Zernike’s anniversary will be celebrated with a sold-out symposium on Friday, November 3, and a public day on Saturday, November 4. Seventy microscopes will be on display at various locations in the province. Zernike’s grandson Frits will present a microscope from the family archive to the University Museum on Friday, which will be received by outgoing Minister of Education Robbert Dijkgraaf.

Was Zernike really the first?

While Frits Zernike may have developed the phase-contrast microscope in 1930, another Groninger – Jacobus Laurentius Sirks – came up with a microscope based on the same principle almost forty years earlier.

Sirks was the rector of the Stedelijk Gymnasium in Groningen but was also particularly interested in the properties of light. He conducted experiments in the attic of his house at the Herestraat.

These caught the attention of established natural scientists like Hermannus Haga, on whose recommendation he was awarded an honorary doctorate at the University of Groningen in 1892.

Interference microscope

A year later, in 1893, he came up with the very first interference microscope: a microscope based on the same principles as Zernike’s later phase-contrast microscope. He combined an interferometer, which splits light beams and recombines them via mirrors to measure small length differences, with an ordinary microscope.
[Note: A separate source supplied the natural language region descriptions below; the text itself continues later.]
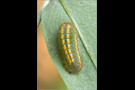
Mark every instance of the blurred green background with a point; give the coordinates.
(47, 74)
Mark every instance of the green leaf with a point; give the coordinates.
(83, 14)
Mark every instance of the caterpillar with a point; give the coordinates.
(68, 46)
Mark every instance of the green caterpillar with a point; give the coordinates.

Like Zernike’s microscope, he could use it to view translucent, living objects. He could also measure thickness differences that were tens of times smaller than with a regular microscope.

Vibration sensitive

But despite Sirks’ publication, no one was really interested. This was probably due to two things. Firstly, the device was so sensitive to vibrations that the experiments were only successful in Haga’s special, vibration-free laboratory. The other problem was the light source. Sirks used a sodium flame, which placed ‘extreme demands on the observer’s skill and endurance.’ Sodium is hot and burns extremely bright.

Sirks dismantled his revolutionary microscope after use. He needed the lenses for his next experiment.